Thursday, March 02, 2006

'Scrooge' in the boardroom

Bono and friends at the Product Red launch: cause-related marketing in actionThey are making billions, but are British companies giving enough to ‘good causes’? Guardian columnist Jonathan Freedland doesn’t think so. He says they are among the stingiest in the world. He is wrong.

Everyone dreams of being a rock star, even corporate businessmen. Last month, the dreams of four CEOs came true… almost. “Every month we have a Tsunami. It’s a forest fire and we’re standing round with watering cans”. With these mixed metaphors, Bono launched Product Red at Davos with as much passion as he brings to fronting one of the greatest rock bands in the world. Standing beside him were representatives of American Express, Armani, Converse and GAP.

Project Red epitomises the recent trend for ‘cause-related marketing’. According to Business in Community, cause-related marketing is “…a commercial activity by which businesses and charities or causes form a partnership with each other to market a product or service for mutual benefit”. The Global Fund to Fight AIDS, Tuberculosis and Malaria and its business partners offer a range of “red” branded products to provide a steady income for the charity.

Missing was Vodafone. Although new companies will be added in time, the mobile giant won’t rush to sign up. It was savagely criticised by Guardian journalist Jonathan Freedland, who condemned its “stingy” £1m donation to the Tsunami appeal from annual profits totalling £10bn. Freedland demanded big companies “give as generously as we do – or we will take it off you in tax”.

The same generous British public do not agree. MORI polls from 2000 and 2003 show the percentage who felt companies are responding to social and environmental concerns rose from 10 per cent to 32 per cent. An impressive turnaround in only three years given the hostility of writers including Freedland.

Through sponsorship, gifts and cause-related marketing, companies are contributing millions under the guise of corporate social responsibility. Over 300 companies form the ‘PerCent Club’, which requires members to donate at least 0.5% of pre-tax profits or one per cent of dividends. Last year, contributions totalled £814m.
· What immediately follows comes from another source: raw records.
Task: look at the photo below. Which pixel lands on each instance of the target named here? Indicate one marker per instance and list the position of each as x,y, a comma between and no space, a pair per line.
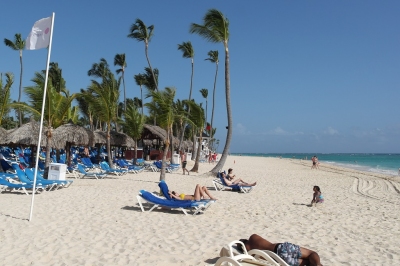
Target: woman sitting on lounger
292,254
229,179
199,193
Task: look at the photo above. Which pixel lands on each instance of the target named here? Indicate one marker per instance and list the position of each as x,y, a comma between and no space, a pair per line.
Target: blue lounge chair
183,205
83,173
30,173
219,184
108,169
14,186
48,184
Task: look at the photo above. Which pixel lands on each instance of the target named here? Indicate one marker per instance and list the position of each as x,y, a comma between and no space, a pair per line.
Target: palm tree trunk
196,164
48,151
123,81
108,143
148,61
20,88
135,147
141,96
225,152
212,112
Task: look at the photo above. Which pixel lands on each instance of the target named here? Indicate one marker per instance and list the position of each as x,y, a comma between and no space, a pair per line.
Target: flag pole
41,118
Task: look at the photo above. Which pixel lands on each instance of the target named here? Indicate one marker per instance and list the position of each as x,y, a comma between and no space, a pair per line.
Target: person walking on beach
184,162
292,254
317,196
314,165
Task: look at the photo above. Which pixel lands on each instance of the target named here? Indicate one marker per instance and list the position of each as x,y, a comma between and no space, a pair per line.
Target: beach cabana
69,135
158,136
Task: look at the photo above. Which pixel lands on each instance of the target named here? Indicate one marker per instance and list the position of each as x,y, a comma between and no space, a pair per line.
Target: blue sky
306,76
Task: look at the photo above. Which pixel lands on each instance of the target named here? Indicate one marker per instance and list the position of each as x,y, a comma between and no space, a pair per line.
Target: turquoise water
388,164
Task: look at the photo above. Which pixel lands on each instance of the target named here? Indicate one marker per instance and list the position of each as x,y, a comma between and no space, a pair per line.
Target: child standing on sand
317,196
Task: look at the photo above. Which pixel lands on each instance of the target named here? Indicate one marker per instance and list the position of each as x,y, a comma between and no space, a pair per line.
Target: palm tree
18,45
142,33
133,125
215,29
56,109
197,119
163,106
119,60
187,52
140,81
213,58
105,96
5,92
204,93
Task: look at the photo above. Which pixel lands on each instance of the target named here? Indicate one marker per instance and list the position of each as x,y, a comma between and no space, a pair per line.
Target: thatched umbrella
3,134
26,135
116,138
70,134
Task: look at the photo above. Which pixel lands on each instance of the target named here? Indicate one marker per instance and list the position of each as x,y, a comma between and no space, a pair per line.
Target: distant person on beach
184,163
314,161
200,192
317,196
292,254
229,179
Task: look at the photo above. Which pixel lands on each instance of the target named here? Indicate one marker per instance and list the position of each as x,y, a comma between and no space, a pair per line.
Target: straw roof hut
26,135
116,138
151,132
73,134
3,134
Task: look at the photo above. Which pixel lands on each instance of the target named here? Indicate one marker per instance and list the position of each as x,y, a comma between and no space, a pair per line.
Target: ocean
388,164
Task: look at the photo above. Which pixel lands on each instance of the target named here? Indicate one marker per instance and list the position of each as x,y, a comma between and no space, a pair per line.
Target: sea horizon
382,163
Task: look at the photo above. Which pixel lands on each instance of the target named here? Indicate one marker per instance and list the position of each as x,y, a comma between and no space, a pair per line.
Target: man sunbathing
292,254
199,193
229,179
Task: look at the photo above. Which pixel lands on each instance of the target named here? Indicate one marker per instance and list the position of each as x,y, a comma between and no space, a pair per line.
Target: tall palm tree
162,105
105,96
119,60
142,33
5,92
17,45
187,52
56,109
215,28
197,119
151,77
204,93
133,125
213,58
140,81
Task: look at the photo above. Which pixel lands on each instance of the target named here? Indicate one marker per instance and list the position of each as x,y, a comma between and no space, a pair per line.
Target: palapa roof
151,132
74,134
116,138
26,135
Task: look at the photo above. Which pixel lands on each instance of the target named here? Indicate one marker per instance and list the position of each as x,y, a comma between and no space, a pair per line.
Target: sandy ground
98,222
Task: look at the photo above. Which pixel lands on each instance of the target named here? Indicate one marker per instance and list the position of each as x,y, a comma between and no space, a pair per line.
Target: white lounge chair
231,255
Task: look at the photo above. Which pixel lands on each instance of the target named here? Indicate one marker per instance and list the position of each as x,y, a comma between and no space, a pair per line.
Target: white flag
40,35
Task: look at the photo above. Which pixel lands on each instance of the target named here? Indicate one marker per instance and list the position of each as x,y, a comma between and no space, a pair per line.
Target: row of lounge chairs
167,202
23,180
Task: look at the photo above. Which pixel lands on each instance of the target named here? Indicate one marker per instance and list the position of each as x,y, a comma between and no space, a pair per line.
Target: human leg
309,257
204,192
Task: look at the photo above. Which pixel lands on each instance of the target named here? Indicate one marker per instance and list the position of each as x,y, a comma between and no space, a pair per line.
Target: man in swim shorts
184,162
292,254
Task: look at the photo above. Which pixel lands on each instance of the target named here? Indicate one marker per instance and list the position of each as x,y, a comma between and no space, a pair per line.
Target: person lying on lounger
199,193
292,254
229,179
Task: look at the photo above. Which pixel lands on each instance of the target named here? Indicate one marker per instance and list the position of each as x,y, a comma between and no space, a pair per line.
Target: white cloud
331,131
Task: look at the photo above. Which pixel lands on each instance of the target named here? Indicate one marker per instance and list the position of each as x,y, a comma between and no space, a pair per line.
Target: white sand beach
98,222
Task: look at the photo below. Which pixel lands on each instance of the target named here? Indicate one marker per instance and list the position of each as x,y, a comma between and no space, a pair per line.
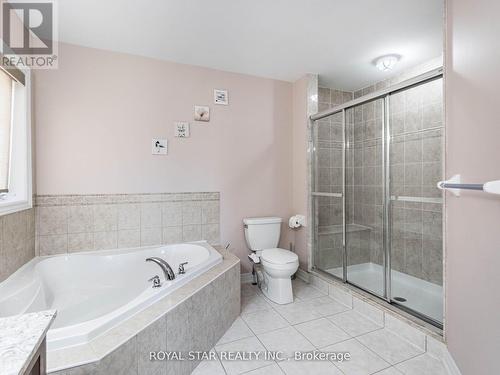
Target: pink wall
96,116
299,191
473,220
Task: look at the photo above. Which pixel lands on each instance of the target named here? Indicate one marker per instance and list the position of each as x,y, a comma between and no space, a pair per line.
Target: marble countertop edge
20,337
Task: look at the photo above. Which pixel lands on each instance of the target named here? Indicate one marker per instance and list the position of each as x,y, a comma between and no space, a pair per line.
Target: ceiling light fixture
387,62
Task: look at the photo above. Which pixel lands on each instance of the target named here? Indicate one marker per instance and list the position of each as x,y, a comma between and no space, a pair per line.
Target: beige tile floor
315,321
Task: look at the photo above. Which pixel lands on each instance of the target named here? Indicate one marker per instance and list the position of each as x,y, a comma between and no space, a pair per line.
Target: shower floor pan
421,296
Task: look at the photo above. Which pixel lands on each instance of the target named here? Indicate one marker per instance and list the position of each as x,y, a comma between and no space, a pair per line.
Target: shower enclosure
377,213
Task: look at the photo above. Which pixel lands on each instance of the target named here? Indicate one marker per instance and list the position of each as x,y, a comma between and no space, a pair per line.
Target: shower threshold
422,296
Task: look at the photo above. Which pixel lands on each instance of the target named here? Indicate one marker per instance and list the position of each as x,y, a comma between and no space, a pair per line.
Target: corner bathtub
94,291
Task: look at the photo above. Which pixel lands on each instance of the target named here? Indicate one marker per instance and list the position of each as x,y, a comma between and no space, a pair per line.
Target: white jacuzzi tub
94,291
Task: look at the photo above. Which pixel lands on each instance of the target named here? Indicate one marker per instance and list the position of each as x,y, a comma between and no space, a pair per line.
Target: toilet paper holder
297,221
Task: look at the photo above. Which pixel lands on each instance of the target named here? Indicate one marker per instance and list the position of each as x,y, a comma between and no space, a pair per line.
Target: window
15,141
6,86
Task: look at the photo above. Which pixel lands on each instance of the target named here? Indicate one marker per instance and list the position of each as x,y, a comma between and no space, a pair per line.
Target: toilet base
278,290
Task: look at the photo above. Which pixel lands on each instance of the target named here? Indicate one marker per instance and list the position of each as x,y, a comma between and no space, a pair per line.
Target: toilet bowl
262,236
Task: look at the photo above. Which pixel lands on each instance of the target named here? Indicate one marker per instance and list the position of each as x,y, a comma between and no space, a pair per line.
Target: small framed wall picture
220,97
181,129
201,113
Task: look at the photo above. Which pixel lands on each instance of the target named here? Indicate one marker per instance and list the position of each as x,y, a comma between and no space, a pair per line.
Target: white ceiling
281,39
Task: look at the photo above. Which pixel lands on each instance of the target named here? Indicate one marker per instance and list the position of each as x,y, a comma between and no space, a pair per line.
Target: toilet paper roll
295,221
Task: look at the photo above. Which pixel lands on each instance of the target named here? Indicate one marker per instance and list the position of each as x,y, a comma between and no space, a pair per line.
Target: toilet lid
279,256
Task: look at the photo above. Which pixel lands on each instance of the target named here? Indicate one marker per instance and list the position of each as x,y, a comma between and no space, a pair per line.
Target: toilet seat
278,256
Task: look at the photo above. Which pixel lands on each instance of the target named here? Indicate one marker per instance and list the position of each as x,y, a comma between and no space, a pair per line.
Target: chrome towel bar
454,185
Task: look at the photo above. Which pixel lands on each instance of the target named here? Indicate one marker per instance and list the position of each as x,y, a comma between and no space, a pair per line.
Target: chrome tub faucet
165,267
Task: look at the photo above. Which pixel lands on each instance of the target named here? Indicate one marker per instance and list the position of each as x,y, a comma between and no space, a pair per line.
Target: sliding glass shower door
328,191
365,196
377,220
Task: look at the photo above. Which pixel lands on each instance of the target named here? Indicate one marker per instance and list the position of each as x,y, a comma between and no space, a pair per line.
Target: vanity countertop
20,338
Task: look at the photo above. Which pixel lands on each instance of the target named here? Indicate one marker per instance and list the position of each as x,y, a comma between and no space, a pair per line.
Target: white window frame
20,195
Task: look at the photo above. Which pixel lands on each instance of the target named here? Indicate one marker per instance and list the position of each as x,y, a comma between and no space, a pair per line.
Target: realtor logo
29,34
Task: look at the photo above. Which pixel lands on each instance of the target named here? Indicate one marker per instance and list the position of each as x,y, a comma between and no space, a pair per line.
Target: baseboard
450,365
246,278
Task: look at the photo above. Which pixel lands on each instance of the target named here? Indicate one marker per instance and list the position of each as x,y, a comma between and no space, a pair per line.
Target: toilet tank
262,232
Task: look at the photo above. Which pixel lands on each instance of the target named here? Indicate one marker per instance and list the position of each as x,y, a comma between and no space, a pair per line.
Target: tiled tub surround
194,317
74,223
94,291
17,241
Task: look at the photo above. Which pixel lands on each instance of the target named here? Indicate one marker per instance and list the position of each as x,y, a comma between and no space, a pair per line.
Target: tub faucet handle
181,268
156,281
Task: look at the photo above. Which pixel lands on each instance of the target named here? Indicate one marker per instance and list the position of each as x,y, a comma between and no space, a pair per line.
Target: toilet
262,235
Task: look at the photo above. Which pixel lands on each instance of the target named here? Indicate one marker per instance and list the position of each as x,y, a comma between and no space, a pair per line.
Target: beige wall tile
80,242
105,217
151,215
129,238
171,214
191,233
172,235
53,244
106,240
53,220
129,216
151,236
80,219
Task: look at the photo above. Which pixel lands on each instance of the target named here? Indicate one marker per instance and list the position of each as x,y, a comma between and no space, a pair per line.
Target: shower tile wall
416,121
328,179
73,223
416,166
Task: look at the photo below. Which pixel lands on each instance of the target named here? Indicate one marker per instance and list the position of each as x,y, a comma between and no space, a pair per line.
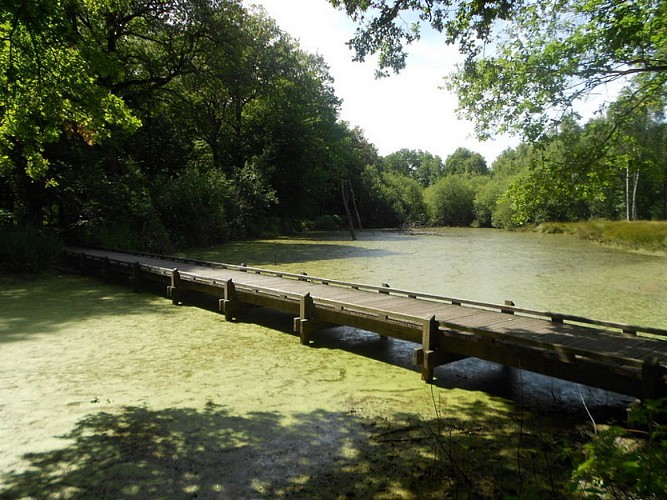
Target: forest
164,124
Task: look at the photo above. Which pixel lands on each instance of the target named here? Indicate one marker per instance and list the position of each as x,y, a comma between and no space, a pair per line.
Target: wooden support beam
134,277
303,324
651,379
228,305
173,290
106,269
429,333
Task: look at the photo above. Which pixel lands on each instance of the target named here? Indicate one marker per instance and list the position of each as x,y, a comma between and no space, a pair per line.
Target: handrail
510,309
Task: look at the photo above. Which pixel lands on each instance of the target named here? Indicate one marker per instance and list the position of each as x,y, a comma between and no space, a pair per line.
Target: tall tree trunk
354,205
350,225
627,193
634,195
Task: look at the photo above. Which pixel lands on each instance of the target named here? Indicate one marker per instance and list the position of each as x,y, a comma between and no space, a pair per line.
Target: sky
409,110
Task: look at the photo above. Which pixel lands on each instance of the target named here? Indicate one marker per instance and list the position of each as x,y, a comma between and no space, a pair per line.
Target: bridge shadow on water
270,254
470,449
533,391
211,453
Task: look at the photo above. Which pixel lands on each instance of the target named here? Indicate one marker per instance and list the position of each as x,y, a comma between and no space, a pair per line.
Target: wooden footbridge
625,359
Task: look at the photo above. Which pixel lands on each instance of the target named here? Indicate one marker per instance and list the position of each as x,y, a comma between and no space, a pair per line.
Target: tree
422,166
451,201
465,161
524,75
71,68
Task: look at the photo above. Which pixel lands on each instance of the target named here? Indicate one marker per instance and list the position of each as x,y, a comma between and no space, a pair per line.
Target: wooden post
651,379
227,304
507,310
106,269
134,279
302,323
173,290
350,224
429,332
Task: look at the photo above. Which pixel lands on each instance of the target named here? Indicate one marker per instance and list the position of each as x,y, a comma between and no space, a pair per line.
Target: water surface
557,273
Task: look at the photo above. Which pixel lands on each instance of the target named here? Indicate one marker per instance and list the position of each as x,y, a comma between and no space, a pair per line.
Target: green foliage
193,207
424,167
465,161
620,464
638,235
26,248
451,201
392,200
525,74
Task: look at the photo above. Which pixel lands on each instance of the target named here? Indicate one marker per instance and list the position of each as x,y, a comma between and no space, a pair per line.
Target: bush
451,201
621,464
192,207
26,248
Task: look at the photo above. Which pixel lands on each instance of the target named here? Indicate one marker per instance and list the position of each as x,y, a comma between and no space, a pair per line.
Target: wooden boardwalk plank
403,313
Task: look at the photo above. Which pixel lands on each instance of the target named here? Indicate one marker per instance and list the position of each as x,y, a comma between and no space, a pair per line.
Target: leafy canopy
525,63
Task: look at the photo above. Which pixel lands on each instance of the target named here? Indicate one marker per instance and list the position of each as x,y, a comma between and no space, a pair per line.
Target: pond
552,272
557,273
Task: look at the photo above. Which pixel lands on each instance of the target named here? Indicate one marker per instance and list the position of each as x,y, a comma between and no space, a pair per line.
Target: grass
648,236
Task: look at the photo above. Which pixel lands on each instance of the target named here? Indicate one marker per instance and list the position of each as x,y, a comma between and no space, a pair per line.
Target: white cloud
408,110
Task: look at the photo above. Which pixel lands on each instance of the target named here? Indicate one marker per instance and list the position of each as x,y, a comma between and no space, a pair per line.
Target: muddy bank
108,393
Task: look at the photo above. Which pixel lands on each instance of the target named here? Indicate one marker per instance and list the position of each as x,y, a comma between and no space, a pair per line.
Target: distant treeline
162,124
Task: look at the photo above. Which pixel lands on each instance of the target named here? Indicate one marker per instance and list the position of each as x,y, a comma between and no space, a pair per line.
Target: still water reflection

Business is more complicated than Freedland suggests. As Ross Clark writing in the Telegraph points out, the board of a joint stock company like Vodafone cannot give away other people’s money - money belonging to shareholders. A supposed aim of privatisation was to offer individuals a part of the state’s former assets so they too could benefit from the success of business. Privatisation was a method of distributing wealth not a collection box.

At the Product Red launch, Bono said the following of the businessmen and himself: “Here we are fat cats in the snow. I should say winners in the snow. I feel a bit of a fraud, a bit of a loser, because we are not winning in the war against Aids”. If we immediately reject sentiment such as Bono’s and initiatives like Product Red, then we all lose.